Bharti Fulmali: Selected for India, scrutinised for her appearance
Bharti Fulmali's selection reignited a familiar debate: why are women athletes still judged by their looks rather than their performances?
Bharti Fulmali (Photo credit: BCCl)
"Strong doesn't look one way."
When Olympic rugby player Ilona Maher said those words, she was speaking from experience. Despite becoming one of the faces of women's rugby, Maher has spent years confronting comments about her size, her build and her appearance rather than her performances.
Thousands of kilometres away, and in a completely different sport, Indian cricketer Bharti Fulmali knows that feeling all too well.
In less than 48 hours, India will begin its Women's T20 World Cup campaign. The tournament represents the pinnacle of the format, the stage every cricketer dreams of reaching. For Fulmali, it is also the culmination of a journey that has taken her back into the national team after years on the fringes.
The 30-year-old made her international debut against England in 2019. Her return to the spotlight has been earned through performances.

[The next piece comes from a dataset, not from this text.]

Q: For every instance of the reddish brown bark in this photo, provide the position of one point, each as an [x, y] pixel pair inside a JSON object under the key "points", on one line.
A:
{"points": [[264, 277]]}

During the 2026 Women's Premier League, Fulmali scored 92 runs in four innings for Gujarat Giants at a staggering strike rate of 191.66, establishing herself as one of the competition's most destructive finishers.

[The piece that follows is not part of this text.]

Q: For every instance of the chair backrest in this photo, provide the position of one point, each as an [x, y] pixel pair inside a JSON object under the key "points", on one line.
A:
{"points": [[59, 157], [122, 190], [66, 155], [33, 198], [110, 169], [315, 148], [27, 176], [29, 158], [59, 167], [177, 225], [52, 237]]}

These are the numbers that should define the conversation around her.
Instead, when India's World Cup squad was announced, a section of social media focused on something else entirely.
Her appearance.
The comments ranged from mockery to outright abuse. Some questioned whether she belonged in the Indian team. Others crossed an even darker line, making remarks about whether she should be allowed inside the women's dressing room or hotel. Some of the comments crossed into outright cruelty, questioning not just her ability, but whether she belonged in the women’s team at all.
This is not criticism. It is dehumanisation.
Perhaps the most heartbreaking part is that Fulmali herself has spoken about the impact such comments have on athletes.
In a conversation with Gujarat Giants earlier this year, she admitted that while there are supportive messages, the negativity is impossible to ignore.
"When I look at the comment section, there is a lot of hate. Of course, there are good comments as well, but the percentage is a bit low. So it does affect you a little. It does hurt your feelings."
The honesty of that statement matters because athletes are often expected to pretend that abuse does not affect them. As though reaching the highest level of sport somehow makes a person immune to cruelty.
The episode was disappointing. It was also depressingly familiar.
For decades, women athletes have been subjected to a form of scrutiny that male athletes rarely encounter. Their performances are analysed, certainly. But so are their bodies, their facial features, their clothing, their weight and, at times, even their femininity.
The phenomenon cuts across sports and generations.
Sprinter Dutee Chand found herself at the centre of global conversations about femininity and eligibility. Tennis icon Sania Mirza spent years navigating commentary about her clothing and appearance that often overshadowed discussions of her achievements.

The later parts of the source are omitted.